Why gun sales are surging ahead of the 2020 presidential election: CNBC After Hours
CNBC.com's MacKenzie Sigalos brings you the day's top business news headlines. On today's show, CNBC's Josh Lipton breaks down the reasons why gun sales have been surging across the United States ahead of the presidential election between President Donald Trump and Democratic nominee Joe Biden. CNBC.com's After Hours team also sits down with Stefanie Miller of FiscalNote Markets and CNBC's Bob Pisani to discuss the different political scenarios facing Wall Street and Main Street.
Here's what else you missed today:
Apple falls as strong iPad and Mac sales fail to make up for iPhone decline
Apple reported fourth-quarter earnings on Thursday that slightly exceeded Wall Street expectations, but the company did not offer investors any guidance for the quarter ending in December. iPhone sales were down more than 20% year-over-year.
The lack of fiscal first-quarter 2021 guidance from Apple means that investors and analysts don't get a hint at how Apple is projecting the sales performance of the iPhone 12, which went on sale in October.
Apple stock dropped over 4% in extended trading.
Biden and Trump make their final appeals to crucial voters in Florida
WASHINGTON -- In dueling campaign rallies on Thursday, President Donald Trump and Democratic nominee Joe Biden did their best to energize and mobilize supporters to vote in key areas of must-win Florida.
Biden started the day with a socially distanced drive-rally in Coconut Creek, outside Ft.

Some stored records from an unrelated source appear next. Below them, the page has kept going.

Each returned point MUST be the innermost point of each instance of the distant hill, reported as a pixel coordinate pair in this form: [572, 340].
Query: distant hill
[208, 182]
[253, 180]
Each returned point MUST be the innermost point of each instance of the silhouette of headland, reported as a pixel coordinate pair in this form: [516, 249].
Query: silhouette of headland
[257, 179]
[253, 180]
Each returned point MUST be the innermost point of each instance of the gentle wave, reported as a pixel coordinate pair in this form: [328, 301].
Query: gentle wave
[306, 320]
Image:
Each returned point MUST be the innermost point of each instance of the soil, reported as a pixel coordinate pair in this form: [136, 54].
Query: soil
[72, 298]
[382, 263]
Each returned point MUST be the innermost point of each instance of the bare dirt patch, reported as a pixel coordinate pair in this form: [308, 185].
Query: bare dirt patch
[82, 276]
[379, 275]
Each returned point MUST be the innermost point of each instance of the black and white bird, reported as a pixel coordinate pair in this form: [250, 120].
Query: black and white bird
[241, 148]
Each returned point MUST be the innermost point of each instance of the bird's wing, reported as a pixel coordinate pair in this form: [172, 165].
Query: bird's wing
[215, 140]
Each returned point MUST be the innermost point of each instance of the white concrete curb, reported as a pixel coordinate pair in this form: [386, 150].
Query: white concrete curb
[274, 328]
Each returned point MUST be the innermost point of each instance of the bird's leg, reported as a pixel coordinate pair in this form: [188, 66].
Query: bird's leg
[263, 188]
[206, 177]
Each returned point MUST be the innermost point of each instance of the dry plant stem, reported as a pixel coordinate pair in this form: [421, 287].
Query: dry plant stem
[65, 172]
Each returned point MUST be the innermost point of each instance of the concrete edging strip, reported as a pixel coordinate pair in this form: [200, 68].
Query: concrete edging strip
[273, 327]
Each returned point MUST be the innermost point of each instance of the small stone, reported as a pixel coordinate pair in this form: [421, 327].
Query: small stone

Lauderdale, and he was scheduled to hold a rally later in the day in Tampa.
Trump, meanwhile, began his trip to the Sunshine State in Tampa, with a packed rally for thousands of largely unmasked supporters that looked, for all intents and purposes, like a pre-coronavirus pandemic rally.
Netflix raises prices on standard and premium plans
Netflix on Thursday raised the prices of its standard and premium plans to $13.99 and $17.99 per month, respectively. Prior to Thursday, those plans were priced at $12.99 and $15.99, respectively.
Current Netflix customers will see the updated prices on their bill over the next two months, Netflix told CNBC. Customers will get a warning 30 days prior to the change.
The entry-level basic plan remains at $8.99 per month, the same price that was introduced last year. It's the first increase since Netflix boosted the cost of its service in January 2019. Prior to then, the basic, standard and premium plans were available for $8, $11 and $14, respectively.